Search code examples
stringalgorithmsubstringtime-complexitysuffix-tree

Is it possible to count the number of distinct substrings in a string in O(n)?


Given a string s of length n, is it possible to count the number of distinct substrings in s in O(n)?

Example

Input: abb

Output: 5 ('abb', 'ab', 'bb', 'a', 'b')

I have done some research but i can't seem to find an algorithm that solves this problem in such an efficient way. I know a O(n^2) approach is possible, but is there a more efficient algorithm?

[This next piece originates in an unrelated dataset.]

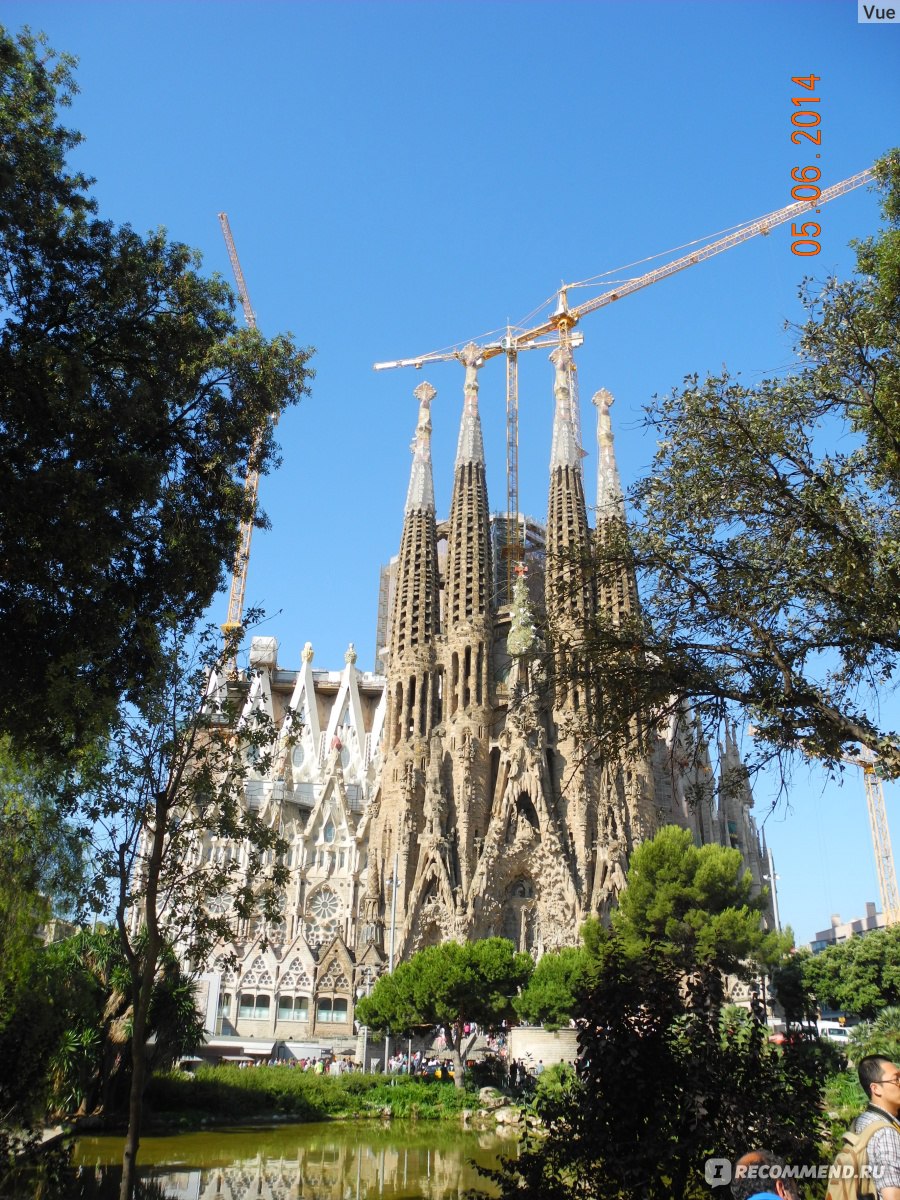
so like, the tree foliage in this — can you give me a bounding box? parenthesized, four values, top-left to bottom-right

I don't need to obtain each of the substrings, just the total number of distinct ones (in case it makes a difference).


Solution

  • You can use Ukkonen's algorithm to build a suffix tree in linear time:

    https://en.wikipedia.org/wiki/Ukkonen%27s_algorithm

    The number of substrings of s is then the number of prefixes of strings in the trie, which you can calculate simply in linear time. It's just total number of characters in all nodes.

    For instance, your example produces a suffix tree like:

                /\                
               b  a
               |  b
               b  b
    

    5 characters in the tree, so 5 substrings. Each unique string is a path from the root ending after a different letter: abb, ab, a, bb, b. So the number of strings is the number of letters in the tree.

    More precisely:

    • Every substring is the prefix of some suffix of the string;
    • All the suffixes are in the trie;
    • So there is a 1-1 correspondence between substrings and paths through the trie (by the definition of trie); and
    • There is a 1-1 correspondence between letters in the tree and non-empty paths, because:
      • each distinct non-empty path ends at a distinct position after its last letter; and
      • the path to the the position following each letter is unique

    NOTE for people who are wondering how it could be possible to build a tree that contains O(N^2) characters in O(N) time:

    There's a trick to the representation of a suffix tree. Instead of storing the actual strings in the nodes of the tree, you just store pointers into the orignal string, so the node that contains "abb" doesn't have "abb", it has (0,3) -- 2 integers per node, regardless of how long the string in each node is, and the suffix tree has O(N) nodes.